Las abejas son imprescindibles para el ser humano, pero ojo con la alergia a su veneno

“Alergia y apicultura” fue el título de la conferencia impartida por el médico alergólogo José Antonio Compaired este pasado 19 de abril en el salón de actos del Colegio de Veterinarios de Huesca. Estaba organizada por la ADS Apícola de Huesca. Allí se habló de la importancia de las abejas y también de saber si una persona es alérgica a su picadura.

Lo primero que dejó claro el alergólogo es la importancia que tienen las abejas para el ser humano, ya que hay cultivos como el almendro, el girasol o el melón, que sólo pueden realizar la polinización a través de los insectos (y en particular a través de las abejas).

Al margen de ello, el ser humano debe ser sabedor de si es alérgico al veneno de las abejas. En una primera picadura no se manifiestan los efectos, ya que es un primer contacto con el alérgeno.
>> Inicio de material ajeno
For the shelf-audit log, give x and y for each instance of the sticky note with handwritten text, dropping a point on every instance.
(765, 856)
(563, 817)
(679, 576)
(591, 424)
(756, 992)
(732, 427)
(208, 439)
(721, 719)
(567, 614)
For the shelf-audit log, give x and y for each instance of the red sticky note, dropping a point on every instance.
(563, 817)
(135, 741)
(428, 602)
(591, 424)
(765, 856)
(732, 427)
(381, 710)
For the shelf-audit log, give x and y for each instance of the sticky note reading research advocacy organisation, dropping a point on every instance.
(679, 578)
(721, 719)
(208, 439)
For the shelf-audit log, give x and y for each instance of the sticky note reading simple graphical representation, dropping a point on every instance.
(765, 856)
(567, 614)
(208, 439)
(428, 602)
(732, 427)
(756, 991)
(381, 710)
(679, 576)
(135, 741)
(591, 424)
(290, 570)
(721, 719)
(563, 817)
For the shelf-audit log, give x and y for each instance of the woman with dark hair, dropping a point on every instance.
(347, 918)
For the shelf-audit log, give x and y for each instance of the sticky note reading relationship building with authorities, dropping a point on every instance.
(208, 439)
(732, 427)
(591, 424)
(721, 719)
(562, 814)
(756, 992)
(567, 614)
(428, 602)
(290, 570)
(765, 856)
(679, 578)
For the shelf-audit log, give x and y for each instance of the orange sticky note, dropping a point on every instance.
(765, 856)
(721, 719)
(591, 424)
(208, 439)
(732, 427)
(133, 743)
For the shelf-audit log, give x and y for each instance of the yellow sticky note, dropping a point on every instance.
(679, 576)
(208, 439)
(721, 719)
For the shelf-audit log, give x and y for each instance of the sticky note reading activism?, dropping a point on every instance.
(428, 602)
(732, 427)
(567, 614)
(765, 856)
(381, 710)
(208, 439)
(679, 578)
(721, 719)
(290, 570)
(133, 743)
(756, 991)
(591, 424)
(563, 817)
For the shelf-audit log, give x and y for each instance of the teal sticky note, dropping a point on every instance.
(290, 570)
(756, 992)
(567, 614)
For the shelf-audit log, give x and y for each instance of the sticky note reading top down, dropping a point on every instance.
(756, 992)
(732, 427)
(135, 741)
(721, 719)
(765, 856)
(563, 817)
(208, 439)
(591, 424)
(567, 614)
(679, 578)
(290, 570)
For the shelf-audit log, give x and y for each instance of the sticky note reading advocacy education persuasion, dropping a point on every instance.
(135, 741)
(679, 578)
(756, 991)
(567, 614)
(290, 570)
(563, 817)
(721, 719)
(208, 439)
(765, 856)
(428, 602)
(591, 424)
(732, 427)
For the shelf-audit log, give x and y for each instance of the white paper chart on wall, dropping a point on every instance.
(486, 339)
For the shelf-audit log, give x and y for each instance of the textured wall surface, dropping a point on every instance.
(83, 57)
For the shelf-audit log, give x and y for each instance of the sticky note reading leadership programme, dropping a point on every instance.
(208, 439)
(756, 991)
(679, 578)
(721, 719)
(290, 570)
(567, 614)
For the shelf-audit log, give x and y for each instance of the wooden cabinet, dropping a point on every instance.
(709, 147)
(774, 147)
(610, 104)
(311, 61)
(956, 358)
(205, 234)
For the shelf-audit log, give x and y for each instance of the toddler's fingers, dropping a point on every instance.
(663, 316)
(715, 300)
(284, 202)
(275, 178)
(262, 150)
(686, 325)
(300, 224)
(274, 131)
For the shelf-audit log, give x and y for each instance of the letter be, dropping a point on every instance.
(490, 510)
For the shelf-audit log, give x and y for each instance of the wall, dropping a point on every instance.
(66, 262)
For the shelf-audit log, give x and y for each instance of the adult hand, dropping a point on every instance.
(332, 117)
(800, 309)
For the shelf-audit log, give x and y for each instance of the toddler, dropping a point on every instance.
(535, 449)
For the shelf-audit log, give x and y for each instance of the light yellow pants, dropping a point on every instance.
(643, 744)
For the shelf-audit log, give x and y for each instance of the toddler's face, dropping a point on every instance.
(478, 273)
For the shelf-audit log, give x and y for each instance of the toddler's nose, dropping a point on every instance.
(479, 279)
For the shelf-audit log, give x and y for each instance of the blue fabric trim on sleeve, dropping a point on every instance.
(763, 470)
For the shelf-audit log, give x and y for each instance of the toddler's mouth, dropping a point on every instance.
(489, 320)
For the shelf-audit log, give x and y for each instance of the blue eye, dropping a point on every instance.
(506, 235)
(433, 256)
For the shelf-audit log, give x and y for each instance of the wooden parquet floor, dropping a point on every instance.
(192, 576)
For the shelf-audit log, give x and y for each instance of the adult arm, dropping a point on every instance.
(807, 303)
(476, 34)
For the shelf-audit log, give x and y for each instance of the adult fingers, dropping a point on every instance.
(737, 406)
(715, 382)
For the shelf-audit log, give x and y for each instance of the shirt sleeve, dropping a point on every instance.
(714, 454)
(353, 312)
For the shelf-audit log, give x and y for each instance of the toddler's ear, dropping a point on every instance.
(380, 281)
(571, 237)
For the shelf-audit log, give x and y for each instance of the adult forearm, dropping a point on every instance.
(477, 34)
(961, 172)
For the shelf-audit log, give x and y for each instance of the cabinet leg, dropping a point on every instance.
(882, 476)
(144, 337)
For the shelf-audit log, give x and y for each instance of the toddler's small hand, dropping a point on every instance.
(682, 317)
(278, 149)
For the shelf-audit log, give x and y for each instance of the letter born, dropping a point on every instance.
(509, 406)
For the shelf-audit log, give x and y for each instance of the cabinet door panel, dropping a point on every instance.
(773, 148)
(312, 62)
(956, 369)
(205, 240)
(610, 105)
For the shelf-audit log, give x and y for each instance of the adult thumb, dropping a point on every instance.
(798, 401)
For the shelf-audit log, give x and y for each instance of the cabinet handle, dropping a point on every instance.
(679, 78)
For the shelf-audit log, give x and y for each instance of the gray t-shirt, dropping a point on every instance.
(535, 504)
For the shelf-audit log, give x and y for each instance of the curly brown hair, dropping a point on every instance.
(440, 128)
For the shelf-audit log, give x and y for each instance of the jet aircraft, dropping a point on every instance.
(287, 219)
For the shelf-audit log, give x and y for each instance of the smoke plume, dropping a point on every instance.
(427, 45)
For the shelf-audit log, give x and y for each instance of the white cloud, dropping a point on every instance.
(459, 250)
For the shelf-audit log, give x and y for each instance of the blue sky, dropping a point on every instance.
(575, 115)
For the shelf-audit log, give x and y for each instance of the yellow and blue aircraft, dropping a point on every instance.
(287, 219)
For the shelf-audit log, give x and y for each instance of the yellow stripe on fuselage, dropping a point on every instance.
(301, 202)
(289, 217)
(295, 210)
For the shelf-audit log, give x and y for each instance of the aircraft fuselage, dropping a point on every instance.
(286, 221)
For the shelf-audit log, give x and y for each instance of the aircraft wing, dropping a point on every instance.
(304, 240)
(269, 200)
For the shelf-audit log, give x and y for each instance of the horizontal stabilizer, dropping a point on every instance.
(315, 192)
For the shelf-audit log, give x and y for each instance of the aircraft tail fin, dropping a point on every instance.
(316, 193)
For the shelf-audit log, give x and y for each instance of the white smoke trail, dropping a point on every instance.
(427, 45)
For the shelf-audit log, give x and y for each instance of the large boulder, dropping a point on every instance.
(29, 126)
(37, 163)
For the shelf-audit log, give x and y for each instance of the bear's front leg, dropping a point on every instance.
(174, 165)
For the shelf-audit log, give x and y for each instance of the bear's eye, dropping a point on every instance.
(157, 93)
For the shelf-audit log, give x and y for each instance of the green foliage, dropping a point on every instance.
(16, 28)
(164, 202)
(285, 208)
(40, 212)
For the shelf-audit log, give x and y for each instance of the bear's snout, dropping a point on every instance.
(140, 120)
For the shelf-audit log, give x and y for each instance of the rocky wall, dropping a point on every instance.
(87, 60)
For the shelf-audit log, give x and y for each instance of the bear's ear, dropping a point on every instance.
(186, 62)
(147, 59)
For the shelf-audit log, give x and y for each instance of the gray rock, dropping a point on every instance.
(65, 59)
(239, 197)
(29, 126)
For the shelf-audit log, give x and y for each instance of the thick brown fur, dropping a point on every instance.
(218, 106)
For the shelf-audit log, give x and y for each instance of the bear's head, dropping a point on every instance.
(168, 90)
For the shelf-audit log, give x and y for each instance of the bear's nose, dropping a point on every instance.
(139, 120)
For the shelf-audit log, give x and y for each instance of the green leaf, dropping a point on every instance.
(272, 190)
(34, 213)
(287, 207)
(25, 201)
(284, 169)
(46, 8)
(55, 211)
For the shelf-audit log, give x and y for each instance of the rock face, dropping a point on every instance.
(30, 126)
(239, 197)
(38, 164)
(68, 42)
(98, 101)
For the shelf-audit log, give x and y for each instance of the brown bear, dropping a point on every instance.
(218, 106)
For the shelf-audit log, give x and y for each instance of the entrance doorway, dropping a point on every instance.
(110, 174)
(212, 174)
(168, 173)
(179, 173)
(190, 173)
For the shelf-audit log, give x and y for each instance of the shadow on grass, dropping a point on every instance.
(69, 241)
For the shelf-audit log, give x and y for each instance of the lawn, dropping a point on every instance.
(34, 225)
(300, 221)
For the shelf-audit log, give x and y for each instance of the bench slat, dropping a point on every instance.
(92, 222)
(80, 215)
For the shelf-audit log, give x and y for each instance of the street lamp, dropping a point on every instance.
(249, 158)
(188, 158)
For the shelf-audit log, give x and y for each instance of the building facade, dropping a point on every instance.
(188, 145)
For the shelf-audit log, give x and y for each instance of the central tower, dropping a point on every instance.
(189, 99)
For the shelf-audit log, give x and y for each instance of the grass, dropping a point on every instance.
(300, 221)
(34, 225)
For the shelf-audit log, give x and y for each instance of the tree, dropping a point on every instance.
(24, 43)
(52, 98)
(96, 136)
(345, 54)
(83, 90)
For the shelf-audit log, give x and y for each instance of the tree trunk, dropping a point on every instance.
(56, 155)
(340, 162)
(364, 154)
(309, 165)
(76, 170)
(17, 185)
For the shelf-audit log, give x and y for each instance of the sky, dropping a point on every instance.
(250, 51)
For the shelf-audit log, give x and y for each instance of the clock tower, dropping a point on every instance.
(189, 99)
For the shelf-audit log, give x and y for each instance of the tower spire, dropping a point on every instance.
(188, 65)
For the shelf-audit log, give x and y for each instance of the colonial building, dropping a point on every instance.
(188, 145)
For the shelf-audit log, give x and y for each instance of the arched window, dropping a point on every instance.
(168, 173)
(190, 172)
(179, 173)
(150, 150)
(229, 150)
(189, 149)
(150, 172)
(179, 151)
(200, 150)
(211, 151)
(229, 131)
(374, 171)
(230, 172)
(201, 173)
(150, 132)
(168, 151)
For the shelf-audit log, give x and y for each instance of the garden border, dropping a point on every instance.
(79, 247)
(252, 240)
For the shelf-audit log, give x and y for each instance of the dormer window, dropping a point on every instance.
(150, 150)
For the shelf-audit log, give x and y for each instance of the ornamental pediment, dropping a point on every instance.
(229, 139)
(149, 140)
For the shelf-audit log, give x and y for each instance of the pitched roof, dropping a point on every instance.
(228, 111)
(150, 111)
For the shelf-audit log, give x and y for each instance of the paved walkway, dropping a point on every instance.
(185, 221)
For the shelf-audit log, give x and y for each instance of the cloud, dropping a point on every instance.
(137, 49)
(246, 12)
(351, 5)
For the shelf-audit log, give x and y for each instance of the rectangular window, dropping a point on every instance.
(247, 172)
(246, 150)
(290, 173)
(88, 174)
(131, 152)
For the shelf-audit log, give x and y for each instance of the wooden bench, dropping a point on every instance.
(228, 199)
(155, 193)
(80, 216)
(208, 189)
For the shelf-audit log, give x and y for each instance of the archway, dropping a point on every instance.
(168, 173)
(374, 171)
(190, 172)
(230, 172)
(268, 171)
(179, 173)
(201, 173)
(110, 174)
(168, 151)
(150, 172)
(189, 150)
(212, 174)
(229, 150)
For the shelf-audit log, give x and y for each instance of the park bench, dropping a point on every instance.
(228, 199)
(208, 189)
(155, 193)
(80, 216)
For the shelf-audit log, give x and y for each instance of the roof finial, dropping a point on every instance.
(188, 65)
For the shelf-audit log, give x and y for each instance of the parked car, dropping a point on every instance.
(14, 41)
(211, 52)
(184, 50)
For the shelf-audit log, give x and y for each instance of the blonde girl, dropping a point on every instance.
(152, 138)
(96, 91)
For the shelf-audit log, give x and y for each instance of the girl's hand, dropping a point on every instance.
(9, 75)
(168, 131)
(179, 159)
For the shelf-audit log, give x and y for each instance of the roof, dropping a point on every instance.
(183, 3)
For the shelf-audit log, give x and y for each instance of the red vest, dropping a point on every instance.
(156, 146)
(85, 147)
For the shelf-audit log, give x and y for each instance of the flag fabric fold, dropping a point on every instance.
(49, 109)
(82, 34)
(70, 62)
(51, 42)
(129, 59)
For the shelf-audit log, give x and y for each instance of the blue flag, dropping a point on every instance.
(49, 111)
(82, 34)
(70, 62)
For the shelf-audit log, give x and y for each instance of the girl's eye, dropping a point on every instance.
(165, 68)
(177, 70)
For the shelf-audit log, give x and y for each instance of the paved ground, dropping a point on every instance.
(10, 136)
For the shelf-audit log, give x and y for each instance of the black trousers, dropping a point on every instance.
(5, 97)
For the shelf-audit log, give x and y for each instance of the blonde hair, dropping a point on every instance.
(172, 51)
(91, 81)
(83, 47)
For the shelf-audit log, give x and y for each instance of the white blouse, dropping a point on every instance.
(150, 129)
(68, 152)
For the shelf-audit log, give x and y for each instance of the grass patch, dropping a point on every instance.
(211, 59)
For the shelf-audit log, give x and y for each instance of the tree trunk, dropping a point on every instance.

Es en la segunda cuando pueden aparecer los síntomas.

Compaired explicó que hay varias medidas que se deben adoptar cuando alguien es alérgico a la picadura de una abeja. Se debe practicar la prevención, evitando estar en zonas donde haya abejas; también se puede utilizar la vacuna; y se puede llevar dosis de adrenalina (mejor dos que una).

Respecto a personas que practican actividades en la naturaleza, y ante posibles ataques de enjambres, la recomendación es no realizar aspavientos. En caso de sufrir un número elevado de picaduras hay que llamar al 061 o acudir a un centro hospitalario (aunque no haya síntomas negativos), ya que, asegura José Antonio Compaired, la suma del veneno de más de 50 picaduras puede ser mortal.

En cuanto al colectivo de apicultores, los veteranos (con muchas picaduras a sus espaldas) no tienen mayor problema. Sí se tiene que estar vigilante en los apicultores con menos de ocho años de ejercicio profesional y con pocas picaduras sufridas; más si son asmáticos o tienen alergia, por ejemplo, al polen.